Water your sweet potatoes, thoroughly soaking until all of the surrounding dirt is moist. For the first week, water everyday, then every other day during the second week. After that your usual once weekly irrigation should suffice. Since sweet potatoes produce less in dry weather, mulching and regular, weekly watering are insurance during the hottest part of the summer. Do not water during the last 3 to 4 weeks before harvest to protect the developing roots.

All through the growing season, young sweet potato greens can be steamed, sauteed, or stir fried. They are very popular in African and Asian cuisine. I read one study, where many children in Vietnam were dying or growing up mentally/physically impaired with their mono-diet of rice. Malnutrition is a problem, when no vegetables are present in the diet. Usually, a few children in these villages were healthier than the rest of the young population. Upon inquiry, researches found mothers of these children added sweet potato greens to their children's daily rice rations.

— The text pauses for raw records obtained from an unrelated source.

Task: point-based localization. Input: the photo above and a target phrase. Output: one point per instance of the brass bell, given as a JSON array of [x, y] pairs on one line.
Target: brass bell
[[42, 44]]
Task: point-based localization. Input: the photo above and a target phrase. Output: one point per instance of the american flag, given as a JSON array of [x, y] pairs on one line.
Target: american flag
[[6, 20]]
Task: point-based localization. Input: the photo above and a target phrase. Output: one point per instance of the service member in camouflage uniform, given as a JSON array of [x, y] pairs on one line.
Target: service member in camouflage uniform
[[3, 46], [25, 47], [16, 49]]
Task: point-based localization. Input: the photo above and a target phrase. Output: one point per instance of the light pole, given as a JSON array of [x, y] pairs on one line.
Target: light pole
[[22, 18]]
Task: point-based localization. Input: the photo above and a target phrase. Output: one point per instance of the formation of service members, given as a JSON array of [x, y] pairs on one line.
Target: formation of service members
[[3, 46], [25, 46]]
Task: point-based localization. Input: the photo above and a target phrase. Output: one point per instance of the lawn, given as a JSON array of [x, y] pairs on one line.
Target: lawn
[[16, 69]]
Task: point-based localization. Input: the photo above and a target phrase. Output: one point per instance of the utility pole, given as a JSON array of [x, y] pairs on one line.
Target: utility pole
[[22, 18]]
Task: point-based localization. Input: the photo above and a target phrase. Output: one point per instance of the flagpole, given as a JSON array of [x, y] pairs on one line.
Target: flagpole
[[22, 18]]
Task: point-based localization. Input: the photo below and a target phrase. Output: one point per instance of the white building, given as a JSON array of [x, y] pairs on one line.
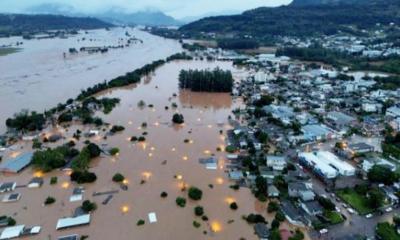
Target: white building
[[393, 112], [320, 167], [342, 167], [278, 163]]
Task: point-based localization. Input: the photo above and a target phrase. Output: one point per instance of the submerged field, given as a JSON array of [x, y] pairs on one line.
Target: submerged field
[[7, 51], [165, 162]]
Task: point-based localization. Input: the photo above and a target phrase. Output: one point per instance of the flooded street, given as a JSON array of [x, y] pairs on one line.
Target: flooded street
[[38, 76], [150, 168]]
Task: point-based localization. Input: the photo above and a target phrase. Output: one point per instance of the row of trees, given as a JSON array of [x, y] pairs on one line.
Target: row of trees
[[216, 80], [130, 77], [32, 121], [26, 121]]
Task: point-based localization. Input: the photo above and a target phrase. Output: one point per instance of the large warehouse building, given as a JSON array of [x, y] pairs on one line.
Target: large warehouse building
[[326, 164]]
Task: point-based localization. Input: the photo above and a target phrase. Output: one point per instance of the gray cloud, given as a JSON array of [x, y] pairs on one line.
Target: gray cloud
[[176, 8]]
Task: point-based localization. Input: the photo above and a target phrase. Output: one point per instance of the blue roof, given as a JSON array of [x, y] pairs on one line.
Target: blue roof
[[17, 164]]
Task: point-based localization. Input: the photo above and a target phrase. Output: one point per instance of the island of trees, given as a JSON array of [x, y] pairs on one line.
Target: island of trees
[[216, 80]]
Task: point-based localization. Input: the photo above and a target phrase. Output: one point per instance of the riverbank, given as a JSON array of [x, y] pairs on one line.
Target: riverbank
[[41, 67], [163, 156]]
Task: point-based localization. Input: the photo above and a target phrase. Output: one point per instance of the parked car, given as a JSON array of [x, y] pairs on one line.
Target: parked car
[[337, 209], [389, 209], [351, 211]]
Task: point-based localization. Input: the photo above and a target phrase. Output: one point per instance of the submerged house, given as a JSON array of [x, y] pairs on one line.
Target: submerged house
[[70, 222], [17, 164]]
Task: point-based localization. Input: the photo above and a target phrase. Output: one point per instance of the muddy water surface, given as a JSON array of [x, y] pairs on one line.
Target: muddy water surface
[[38, 76], [150, 168]]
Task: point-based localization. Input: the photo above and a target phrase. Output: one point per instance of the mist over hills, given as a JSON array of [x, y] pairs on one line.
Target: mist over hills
[[300, 18]]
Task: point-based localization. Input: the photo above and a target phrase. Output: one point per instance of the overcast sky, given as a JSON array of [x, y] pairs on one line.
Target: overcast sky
[[176, 8]]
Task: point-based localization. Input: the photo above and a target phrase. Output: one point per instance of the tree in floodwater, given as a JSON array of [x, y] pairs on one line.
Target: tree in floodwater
[[216, 80]]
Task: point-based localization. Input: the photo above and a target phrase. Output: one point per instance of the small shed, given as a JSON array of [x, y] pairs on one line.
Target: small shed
[[69, 237], [17, 164], [73, 221], [12, 232], [7, 187], [261, 231], [36, 182], [14, 197], [152, 217]]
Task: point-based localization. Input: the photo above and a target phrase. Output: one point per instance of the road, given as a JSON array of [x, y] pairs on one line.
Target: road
[[354, 224]]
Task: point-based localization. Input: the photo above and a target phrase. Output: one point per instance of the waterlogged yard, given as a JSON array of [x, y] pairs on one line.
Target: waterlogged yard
[[355, 200], [7, 51]]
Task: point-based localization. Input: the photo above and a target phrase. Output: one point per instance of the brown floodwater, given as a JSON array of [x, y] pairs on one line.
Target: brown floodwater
[[163, 156], [38, 76]]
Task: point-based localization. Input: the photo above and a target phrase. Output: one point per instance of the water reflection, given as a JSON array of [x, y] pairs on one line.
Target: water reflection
[[214, 101]]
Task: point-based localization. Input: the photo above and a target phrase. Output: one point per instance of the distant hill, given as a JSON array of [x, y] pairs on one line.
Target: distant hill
[[301, 18], [148, 18], [52, 8], [112, 15], [16, 24], [335, 2]]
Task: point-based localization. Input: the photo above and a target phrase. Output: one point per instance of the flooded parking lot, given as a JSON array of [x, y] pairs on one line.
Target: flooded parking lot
[[151, 167], [38, 76]]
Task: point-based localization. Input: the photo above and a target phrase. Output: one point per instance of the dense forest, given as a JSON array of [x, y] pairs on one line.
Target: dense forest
[[17, 24], [389, 64], [32, 121], [216, 80], [299, 20]]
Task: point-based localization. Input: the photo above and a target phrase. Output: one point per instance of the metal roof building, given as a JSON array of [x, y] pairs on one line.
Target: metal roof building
[[12, 232], [342, 167], [319, 166], [17, 164], [73, 221]]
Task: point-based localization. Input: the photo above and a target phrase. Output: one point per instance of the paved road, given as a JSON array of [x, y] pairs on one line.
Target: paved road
[[355, 224]]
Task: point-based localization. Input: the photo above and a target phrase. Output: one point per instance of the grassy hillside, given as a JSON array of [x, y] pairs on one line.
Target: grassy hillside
[[16, 24], [300, 20]]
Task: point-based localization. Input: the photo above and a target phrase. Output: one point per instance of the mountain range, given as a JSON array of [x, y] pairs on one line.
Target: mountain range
[[301, 18], [112, 15], [17, 24]]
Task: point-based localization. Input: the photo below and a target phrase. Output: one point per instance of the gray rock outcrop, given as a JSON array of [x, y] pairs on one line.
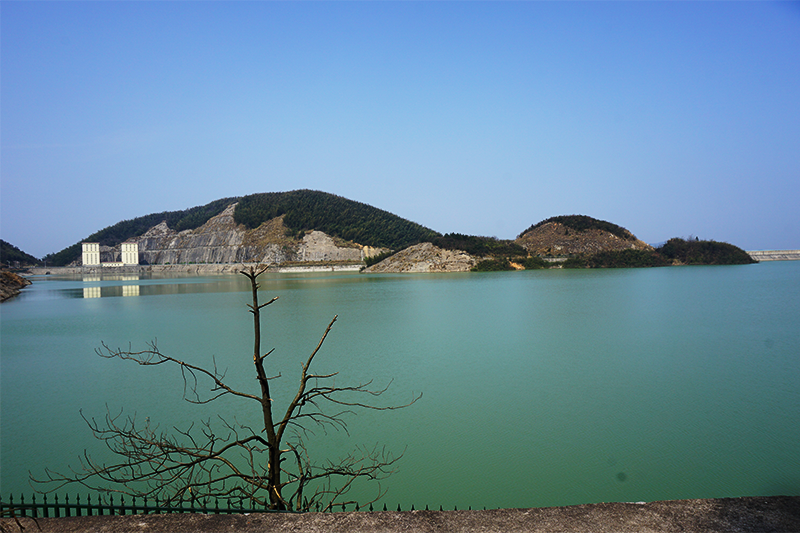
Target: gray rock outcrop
[[426, 257], [221, 240]]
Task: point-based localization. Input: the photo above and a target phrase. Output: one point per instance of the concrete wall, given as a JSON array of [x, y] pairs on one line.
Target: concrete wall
[[90, 253], [130, 253], [775, 255]]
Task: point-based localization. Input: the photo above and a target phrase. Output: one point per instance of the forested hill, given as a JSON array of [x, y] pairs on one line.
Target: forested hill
[[303, 210], [11, 254], [336, 216]]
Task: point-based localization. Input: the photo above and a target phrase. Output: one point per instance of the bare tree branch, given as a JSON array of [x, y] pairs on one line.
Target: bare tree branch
[[226, 459]]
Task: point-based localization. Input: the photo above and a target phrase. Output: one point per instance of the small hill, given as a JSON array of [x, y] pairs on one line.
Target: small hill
[[11, 254], [288, 216], [577, 234], [11, 284], [425, 257], [697, 252]]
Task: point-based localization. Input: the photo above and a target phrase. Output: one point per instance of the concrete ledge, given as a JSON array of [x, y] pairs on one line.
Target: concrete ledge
[[775, 255], [779, 514]]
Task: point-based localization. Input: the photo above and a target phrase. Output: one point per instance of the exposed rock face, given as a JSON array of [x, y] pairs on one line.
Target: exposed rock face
[[11, 284], [318, 246], [425, 257], [555, 239], [221, 240]]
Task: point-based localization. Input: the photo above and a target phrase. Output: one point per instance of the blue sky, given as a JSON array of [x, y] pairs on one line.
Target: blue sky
[[671, 119]]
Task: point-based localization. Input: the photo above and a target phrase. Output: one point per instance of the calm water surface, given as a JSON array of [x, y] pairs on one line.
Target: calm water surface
[[540, 388]]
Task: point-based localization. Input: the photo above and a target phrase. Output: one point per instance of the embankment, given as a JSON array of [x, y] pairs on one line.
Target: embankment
[[775, 513], [775, 255]]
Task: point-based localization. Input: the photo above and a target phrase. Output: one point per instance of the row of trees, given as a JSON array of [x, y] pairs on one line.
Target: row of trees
[[674, 251], [583, 223], [335, 215], [479, 246]]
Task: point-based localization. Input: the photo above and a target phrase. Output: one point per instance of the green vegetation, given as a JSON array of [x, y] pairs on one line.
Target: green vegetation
[[583, 223], [478, 246], [493, 265], [10, 253], [501, 264], [120, 232], [618, 259], [533, 263], [375, 259], [699, 252], [674, 251], [336, 216]]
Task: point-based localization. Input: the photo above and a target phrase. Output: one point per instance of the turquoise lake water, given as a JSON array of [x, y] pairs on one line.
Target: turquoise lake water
[[539, 388]]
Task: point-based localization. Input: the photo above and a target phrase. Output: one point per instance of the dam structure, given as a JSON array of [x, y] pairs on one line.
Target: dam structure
[[775, 255]]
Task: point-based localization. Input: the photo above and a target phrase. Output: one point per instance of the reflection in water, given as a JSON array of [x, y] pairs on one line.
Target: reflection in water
[[116, 290]]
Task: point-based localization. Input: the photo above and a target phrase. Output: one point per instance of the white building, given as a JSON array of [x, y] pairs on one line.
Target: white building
[[130, 253], [91, 253]]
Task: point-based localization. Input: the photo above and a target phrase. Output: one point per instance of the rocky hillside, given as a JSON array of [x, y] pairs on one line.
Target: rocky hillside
[[11, 284], [574, 235], [426, 257], [299, 212], [222, 240]]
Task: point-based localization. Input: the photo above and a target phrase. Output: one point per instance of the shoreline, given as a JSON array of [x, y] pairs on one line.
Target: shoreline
[[209, 268]]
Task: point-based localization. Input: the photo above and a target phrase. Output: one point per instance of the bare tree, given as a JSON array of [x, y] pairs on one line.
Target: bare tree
[[268, 465]]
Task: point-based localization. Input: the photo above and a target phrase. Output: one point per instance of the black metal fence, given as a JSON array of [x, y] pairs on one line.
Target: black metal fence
[[53, 507]]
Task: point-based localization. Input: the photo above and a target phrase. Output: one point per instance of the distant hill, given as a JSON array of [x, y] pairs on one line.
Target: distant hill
[[577, 234], [300, 211], [121, 231], [697, 252], [12, 254], [334, 215], [581, 223]]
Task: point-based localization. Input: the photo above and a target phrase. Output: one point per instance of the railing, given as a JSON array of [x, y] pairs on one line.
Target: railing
[[56, 508]]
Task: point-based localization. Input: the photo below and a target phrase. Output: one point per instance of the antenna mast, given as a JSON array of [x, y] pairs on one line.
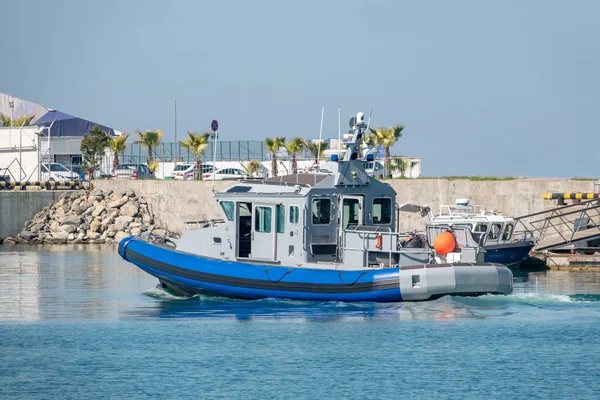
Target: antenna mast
[[339, 130], [320, 136]]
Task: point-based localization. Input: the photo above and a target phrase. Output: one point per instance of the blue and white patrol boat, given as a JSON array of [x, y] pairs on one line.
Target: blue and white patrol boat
[[324, 236]]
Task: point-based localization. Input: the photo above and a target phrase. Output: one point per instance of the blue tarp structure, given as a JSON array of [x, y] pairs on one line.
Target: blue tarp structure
[[68, 125]]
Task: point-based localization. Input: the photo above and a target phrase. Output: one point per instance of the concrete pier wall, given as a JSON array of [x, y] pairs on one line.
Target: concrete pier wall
[[174, 202], [17, 207]]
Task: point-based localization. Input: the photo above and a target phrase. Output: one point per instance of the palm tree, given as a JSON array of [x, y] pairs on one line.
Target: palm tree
[[117, 145], [253, 167], [273, 145], [149, 139], [403, 165], [316, 149], [197, 144], [387, 137], [24, 120], [294, 147]]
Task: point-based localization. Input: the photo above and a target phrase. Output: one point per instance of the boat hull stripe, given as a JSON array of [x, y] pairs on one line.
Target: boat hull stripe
[[251, 283]]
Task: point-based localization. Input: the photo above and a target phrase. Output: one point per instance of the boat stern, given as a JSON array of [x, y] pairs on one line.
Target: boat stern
[[427, 282]]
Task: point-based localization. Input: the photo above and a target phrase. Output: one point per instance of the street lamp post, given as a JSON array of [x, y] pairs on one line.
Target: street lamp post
[[11, 104]]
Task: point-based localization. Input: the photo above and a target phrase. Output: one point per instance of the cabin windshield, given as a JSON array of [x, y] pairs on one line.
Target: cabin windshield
[[382, 211]]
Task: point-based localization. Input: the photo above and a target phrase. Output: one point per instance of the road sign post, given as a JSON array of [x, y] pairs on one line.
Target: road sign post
[[214, 127]]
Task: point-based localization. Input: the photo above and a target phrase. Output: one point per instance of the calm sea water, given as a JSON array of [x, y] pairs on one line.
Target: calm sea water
[[78, 322]]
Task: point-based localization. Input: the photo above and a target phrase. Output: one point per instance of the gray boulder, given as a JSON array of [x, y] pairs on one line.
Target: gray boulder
[[118, 203]]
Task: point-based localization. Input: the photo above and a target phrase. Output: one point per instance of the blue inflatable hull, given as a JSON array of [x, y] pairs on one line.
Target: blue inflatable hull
[[509, 254], [191, 274]]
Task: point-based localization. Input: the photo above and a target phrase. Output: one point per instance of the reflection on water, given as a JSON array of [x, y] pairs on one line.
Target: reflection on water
[[70, 281], [93, 282]]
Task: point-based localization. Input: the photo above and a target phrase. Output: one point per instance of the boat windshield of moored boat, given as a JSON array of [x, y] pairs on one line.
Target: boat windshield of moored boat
[[321, 236]]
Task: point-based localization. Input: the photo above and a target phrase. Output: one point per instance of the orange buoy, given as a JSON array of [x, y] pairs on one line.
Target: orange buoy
[[444, 243]]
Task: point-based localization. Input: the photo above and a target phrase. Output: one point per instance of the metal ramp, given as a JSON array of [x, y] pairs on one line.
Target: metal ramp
[[573, 224]]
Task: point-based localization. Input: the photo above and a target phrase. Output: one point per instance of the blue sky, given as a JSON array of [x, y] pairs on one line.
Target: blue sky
[[483, 87]]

Below are only a few of our favorite sweet potato recipes.


Roasted Sweet Potatoes
Toss cubed sweet potatoes with other cut-up root vegetables, onions, garlic, and mushrooms with savory herbs, paprika, salt, and pepper. Roast at 400F for 40 min until tender. 20 minutes before the end of the roasting time, add asparagus or Brussels sprouts. It is not necessary or even desirable to use oil when roasting vegetables. We love to have this along side roasted portabello mushrooms, steamed cabbage, and roasted apples.

Rustic Gallette
1 onion, pureed
4 cloves garlic, minced
1 t. dried thyme (or 1 T. fresh) (or substitute 1/4 t. garam masala, cumin, and curry powder)
1/4 c. fresh parsley
1 t. powdered, dehydrated, salt-free, vegetable seasoning mix
1/2 c. white beans, pureed
1/2 c. unsweetened plant milk
Salt to taste
1/4 t. cayenne pepper
Paprika
Smoked Paprika
1 bunch kale, rinse well, remove large thick stems and finely chopped
2 medium sweet potato, thinly sliced (1/8 or thinner)
2 medium red potatoes, thinly sliced (1/8 or thinner)
8 oz. mushrooms, thinly sliced
Preheat oven to 425°F.  Cook onion, mushrooms, dehydrated vegetables, and garlic over lowest heat until mushrooms begin to turn golden. Meanwhile, puree white beans and plant milk. Add thyme, parsley, kale, and bean mixture to onions. Continue heating until just kale is wilted, about 5 minutes. Remove from heat. Arrange ½ of the thinly sliced potatoes on the bottom of a 9 inch round cake, overlapping so none of the pan is showing. Spread ½ of the kale mixture over the potatoes. Arrange sweet potatoes over the kale mixture, making sure to overlap. Spread the remaining kale mixture and top with the other ½ of thinly sliced potatoes shingles. Press galette down until compact. Sprinkle with paprika and smoked paprika. Bake in pre-heated oven for 45 minutes until potatoes are tender with crispy edges. Cut galette into wedges and serve with spinach raspberry salad and baked apples.
Chipotle Limas       

2 c. dried lima or butter beans (or black beans or lentils)
½  onions, chopped or puréed
2 cloves garlic, minced
16 oz. tomatoes, puréed
1 orange, zest and juice
1 ***chipotle chili in adobo sauce, puréed with onion
1 t. oregano
1 T. cumin
½ t. salt
¼ t. pepper
1 sweet potato or yam, peeled and cubed
½ c. chopped cilantro, half for garnish reserved

*** Do not use the whole can. Use ¼ -2 chilies.

Soak beans for 24-48 hours. Drain and rinse. Cook on low with just enough distilled water to cover for 6-8 hours. 60 minutes before dinner, steam onion, chilies, and garlic in water until soft in a small sauce pan. Add the remaining ingredients, except reserve to pot. Cook for 40 minutes or until sweet potato is soft. Purée sauce. Stir into beans. Sprinkle with cilantro. Serve with a large romaine salad and poached pears.